Rate Limiting

FraiseQL includes built-in rate limiting via a token bucket algorithm, configured under [security.rate_limiting].

Overview

The rate limiter operates at two levels:

Global — a single token bucket applies to all incoming requests
Per-endpoint — stricter limits on /auth/start, /auth/callback, /auth/refresh, /auth/logout to prevent brute-force attacks

Rate limiting is disabled by default. Enable it explicitly in production.

Configuration

Basic setup

[security.rate_limiting]
enabled                      = true
requests_per_second          = 100
requests_per_second_per_user = 500   # default: 10× requests_per_second
burst_size                   = 200
trust_proxy_headers          = false # set true only when behind a trusted reverse proxy

Per-user limit: Authenticated users receive 10× the global rate by default.

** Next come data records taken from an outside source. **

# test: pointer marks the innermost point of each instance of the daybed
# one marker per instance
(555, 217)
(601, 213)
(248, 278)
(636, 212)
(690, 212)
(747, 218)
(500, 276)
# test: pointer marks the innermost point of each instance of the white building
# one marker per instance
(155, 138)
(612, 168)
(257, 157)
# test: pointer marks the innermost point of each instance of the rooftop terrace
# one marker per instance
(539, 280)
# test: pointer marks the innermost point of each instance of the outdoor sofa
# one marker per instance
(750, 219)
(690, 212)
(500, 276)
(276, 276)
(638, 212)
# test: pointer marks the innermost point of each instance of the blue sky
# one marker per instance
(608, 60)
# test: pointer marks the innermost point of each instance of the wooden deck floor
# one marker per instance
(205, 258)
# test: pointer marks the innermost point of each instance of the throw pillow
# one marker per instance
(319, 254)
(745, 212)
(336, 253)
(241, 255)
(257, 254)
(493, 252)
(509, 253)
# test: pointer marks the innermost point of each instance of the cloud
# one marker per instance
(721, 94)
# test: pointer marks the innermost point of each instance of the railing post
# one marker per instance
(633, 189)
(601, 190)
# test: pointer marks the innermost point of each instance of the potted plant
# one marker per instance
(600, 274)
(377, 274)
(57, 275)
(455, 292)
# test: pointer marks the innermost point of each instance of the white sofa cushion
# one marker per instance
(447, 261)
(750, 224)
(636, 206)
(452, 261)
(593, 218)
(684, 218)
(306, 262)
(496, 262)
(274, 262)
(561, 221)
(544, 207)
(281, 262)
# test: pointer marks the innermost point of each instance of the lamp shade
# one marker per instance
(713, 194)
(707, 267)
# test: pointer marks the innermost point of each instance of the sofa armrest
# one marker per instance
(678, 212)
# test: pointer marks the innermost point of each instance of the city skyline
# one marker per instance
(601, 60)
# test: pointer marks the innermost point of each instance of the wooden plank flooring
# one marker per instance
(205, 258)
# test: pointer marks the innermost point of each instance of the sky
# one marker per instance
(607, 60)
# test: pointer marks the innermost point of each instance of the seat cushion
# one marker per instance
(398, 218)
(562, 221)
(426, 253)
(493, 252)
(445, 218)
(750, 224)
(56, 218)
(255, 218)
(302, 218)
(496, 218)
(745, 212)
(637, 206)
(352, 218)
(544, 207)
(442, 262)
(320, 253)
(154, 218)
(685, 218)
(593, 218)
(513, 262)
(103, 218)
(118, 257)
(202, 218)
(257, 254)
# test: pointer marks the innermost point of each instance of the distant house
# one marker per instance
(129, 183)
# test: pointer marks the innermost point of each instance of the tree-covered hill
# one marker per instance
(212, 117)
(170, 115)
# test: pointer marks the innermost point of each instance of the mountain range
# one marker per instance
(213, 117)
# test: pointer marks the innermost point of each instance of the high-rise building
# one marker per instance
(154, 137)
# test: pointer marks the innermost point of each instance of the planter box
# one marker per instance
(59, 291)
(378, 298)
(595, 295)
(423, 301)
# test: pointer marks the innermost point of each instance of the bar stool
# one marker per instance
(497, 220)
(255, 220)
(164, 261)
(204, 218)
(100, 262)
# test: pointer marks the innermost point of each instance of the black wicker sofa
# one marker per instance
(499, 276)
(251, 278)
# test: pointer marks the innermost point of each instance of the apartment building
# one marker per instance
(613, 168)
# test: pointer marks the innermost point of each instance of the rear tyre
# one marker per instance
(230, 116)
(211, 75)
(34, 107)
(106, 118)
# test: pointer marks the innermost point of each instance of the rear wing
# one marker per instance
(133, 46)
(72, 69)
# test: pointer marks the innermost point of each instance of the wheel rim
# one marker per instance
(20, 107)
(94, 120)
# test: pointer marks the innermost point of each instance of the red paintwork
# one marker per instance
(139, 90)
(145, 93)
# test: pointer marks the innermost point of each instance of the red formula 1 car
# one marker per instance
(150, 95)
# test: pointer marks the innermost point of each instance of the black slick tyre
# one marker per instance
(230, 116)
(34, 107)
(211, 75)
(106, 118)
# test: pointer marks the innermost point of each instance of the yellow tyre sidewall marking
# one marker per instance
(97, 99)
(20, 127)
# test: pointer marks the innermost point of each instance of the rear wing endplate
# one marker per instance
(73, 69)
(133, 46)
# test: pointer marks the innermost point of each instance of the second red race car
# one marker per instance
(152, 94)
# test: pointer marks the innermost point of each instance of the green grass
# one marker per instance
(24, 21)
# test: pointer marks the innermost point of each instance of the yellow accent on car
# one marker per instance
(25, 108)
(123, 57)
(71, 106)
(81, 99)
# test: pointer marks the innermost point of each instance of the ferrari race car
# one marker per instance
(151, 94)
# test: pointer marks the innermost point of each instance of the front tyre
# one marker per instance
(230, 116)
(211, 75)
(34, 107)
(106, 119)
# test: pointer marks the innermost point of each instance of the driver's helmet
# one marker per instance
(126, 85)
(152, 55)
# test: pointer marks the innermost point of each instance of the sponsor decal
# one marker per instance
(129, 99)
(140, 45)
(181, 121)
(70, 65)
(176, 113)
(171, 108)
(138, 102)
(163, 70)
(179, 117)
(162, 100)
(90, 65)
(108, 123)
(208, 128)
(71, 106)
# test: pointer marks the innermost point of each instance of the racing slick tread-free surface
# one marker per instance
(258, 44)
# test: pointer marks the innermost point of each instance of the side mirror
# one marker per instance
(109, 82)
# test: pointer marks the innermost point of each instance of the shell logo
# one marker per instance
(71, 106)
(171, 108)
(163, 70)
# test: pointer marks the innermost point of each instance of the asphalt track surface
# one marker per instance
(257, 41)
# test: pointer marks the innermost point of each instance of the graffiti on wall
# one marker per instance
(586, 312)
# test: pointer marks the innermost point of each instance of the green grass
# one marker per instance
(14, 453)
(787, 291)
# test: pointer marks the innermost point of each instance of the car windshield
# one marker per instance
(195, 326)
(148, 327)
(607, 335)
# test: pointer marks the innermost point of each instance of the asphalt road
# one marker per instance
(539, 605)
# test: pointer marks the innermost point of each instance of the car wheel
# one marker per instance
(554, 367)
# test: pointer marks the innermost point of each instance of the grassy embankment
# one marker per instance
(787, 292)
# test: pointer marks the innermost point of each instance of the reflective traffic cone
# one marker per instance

This reflects that authenticated requests are identifiable (abuse is traceable) and service accounts legitimately call at higher rates. Override with requests_per_second_per_user when the default is too permissive — for example, on public-facing APIs where “authenticated” just means “has an account.”

Auth endpoint limits

[security.rate_limiting]
enabled                    = true
requests_per_second        = 100
burst_size                 = 200

# /auth/start
auth_start_max_requests    = 5
auth_start_window_secs     = 60

# /auth/callback
auth_callback_max_requests = 10
auth_callback_window_secs  = 60

# /auth/refresh
auth_refresh_max_requests  = 20
auth_refresh_window_secs   = 300

# /auth/logout
auth_logout_max_requests   = 30
auth_logout_window_secs    = 60

[security.rate_limiting]
enabled                   = true
failed_login_max_attempts = 10
failed_login_lockout_secs = 900  # 15-minute lockout after 10 failures

Burst Allowance

The burst size lets clients send a short burst of requests above the steady-state rate without being throttled. This is important for page loads and app startups where many requests fire simultaneously.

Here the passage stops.